A Regulation A+ offering, nicknamed “IPO lite,” allows a smaller private company to raise up to $50 million annually by selling company shares to both accredited investors and the general public. The sale to the public occurs through a crowdfunding campaign on a web portal. (Myomo’s equity offering was conducted on Banq, an online investing platform run by TriPoint Global Equities.)
Myomo raised $5 million by selling 665,498 shares of its common stock to the public at $7.50 per share. A simultaneous offering to accredited investors — most of whom are early Myomo investors — raised an additional $2.9 million. Then, on June 12, Myomo shares began trading on the NYSE under the symbol, “MYO.”
But since Myomo stock began trading, its share price has been volatile. MYO climbed to $23.20 on Monday, only to fall back to $17.51 early Tuesday, and then rebound a little, to $19.70, later this morning.

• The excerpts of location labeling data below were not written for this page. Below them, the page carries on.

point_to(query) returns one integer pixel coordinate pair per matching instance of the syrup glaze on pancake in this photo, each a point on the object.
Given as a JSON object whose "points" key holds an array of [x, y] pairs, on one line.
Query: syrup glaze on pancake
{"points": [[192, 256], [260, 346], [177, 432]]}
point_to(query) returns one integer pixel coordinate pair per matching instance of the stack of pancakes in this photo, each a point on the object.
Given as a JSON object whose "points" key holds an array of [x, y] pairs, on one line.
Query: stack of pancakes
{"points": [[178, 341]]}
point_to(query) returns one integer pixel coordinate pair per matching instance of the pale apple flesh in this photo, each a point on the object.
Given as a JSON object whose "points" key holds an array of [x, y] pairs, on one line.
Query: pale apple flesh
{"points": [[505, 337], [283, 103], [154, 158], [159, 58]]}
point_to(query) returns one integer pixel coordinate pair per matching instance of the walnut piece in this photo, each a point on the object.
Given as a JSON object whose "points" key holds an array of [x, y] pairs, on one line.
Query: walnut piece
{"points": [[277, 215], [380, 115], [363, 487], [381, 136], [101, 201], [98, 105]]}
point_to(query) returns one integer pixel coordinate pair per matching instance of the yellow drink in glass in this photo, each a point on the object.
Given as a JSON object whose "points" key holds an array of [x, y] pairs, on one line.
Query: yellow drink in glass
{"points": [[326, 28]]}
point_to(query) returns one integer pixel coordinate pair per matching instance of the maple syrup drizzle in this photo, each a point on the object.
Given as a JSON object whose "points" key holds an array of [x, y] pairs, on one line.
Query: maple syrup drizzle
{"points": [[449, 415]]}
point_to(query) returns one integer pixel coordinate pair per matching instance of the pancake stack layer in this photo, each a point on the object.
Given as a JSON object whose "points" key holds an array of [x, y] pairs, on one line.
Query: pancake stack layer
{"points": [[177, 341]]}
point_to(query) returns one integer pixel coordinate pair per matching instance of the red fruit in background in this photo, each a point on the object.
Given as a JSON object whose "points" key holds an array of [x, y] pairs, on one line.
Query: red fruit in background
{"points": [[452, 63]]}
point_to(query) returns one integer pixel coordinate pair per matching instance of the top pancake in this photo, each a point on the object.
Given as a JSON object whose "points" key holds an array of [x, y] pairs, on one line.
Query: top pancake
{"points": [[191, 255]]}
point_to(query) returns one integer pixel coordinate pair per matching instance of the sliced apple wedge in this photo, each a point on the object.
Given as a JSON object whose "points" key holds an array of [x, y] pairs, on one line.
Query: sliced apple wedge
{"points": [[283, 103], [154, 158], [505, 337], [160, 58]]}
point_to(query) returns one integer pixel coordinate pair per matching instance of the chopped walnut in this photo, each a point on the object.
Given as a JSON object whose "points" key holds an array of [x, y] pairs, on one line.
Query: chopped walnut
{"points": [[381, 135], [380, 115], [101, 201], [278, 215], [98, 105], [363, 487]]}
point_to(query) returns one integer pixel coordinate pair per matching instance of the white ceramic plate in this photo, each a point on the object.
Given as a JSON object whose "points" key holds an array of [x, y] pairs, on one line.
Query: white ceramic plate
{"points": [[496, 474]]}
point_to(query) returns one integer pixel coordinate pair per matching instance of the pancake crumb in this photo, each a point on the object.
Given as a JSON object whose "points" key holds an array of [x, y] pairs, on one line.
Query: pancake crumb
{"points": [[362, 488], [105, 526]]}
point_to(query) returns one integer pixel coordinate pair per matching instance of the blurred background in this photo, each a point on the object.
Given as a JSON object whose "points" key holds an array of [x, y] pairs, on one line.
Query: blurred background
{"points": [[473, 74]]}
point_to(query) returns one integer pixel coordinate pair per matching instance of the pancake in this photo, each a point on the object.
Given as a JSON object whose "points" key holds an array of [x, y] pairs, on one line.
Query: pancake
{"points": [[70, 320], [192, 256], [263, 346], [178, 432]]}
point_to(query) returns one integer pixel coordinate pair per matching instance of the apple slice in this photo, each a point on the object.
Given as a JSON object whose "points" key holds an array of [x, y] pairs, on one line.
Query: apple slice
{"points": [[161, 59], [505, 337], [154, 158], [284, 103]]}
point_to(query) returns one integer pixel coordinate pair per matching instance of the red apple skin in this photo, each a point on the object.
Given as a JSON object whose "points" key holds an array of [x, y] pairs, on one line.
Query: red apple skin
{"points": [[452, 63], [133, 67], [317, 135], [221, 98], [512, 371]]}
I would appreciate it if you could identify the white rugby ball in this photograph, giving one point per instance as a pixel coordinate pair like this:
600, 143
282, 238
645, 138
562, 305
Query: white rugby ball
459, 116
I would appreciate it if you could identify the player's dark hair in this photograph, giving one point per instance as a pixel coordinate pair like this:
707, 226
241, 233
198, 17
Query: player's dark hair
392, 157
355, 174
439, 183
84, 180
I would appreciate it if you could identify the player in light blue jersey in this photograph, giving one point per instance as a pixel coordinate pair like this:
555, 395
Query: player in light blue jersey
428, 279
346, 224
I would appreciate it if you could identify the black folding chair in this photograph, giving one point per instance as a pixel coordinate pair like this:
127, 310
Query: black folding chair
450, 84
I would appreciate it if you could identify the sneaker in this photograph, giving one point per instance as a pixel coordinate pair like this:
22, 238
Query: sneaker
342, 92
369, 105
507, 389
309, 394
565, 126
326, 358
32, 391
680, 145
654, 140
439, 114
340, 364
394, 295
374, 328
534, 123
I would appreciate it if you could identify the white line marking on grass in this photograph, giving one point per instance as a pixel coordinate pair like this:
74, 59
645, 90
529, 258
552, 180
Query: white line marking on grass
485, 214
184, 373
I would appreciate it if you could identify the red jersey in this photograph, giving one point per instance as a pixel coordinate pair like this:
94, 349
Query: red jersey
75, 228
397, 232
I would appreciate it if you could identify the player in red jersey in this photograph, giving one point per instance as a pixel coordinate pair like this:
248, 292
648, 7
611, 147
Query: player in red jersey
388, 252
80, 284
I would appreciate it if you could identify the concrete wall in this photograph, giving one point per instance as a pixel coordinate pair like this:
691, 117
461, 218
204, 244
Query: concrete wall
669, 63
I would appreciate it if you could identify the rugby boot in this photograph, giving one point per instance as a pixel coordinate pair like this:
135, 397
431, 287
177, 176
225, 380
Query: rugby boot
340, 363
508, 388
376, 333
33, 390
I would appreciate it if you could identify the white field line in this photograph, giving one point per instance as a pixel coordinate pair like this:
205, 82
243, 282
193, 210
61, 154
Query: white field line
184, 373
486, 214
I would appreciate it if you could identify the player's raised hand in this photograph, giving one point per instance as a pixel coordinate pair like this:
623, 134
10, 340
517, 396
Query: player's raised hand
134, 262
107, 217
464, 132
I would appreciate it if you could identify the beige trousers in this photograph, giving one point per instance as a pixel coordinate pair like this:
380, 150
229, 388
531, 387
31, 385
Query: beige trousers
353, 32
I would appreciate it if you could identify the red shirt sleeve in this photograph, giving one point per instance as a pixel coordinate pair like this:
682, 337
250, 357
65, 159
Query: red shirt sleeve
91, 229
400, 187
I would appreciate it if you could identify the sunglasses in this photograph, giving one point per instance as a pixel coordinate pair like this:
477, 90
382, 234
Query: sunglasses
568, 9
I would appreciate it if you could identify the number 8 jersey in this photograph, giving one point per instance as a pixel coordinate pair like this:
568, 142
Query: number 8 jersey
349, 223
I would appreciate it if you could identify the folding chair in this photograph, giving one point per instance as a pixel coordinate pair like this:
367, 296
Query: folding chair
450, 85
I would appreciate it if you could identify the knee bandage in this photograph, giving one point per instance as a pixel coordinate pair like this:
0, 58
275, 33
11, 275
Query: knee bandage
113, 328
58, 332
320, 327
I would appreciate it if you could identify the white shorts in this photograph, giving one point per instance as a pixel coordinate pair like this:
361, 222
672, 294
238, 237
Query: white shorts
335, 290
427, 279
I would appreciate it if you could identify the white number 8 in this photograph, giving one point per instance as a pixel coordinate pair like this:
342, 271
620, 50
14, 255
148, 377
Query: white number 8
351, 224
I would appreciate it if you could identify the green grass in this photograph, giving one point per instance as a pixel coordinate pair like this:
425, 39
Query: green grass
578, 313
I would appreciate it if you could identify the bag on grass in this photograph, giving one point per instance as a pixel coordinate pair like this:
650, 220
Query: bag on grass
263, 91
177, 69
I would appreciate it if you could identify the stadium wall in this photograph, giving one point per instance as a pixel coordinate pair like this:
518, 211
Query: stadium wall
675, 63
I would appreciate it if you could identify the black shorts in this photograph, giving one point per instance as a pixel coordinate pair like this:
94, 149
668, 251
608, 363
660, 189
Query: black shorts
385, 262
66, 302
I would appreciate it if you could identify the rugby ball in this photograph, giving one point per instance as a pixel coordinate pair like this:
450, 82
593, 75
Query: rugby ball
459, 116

Companies that use Regulation A+ really can’t avoid listing on a stock exchange. The securities sold become freely tradable, so even if a company doesn’t list on an exchange an investor could take his or her shares to a broker-dealer to sell. The broker-dealer would go to the Financial Industry Regulatory Authority and be granted a ticker symbol.
Broker-dealers and crowdfunding portals that have an interest in seeing Regulation A+ transactions take off are probably hoping that Myomo’s share price stabilizes. As of December 2016, 165 companies had filed with the SEC to do a Regulation A+ offering, but the success stories have been few and far between. None of them has made it as far as Myomo and earned a spot on the NYSE.
That’s a significant achievement for sure, but what happens next will have a bigger influence on whether Regulation A+ offerings followed by a listing on a major stock exchange become an accepted path to the public markets.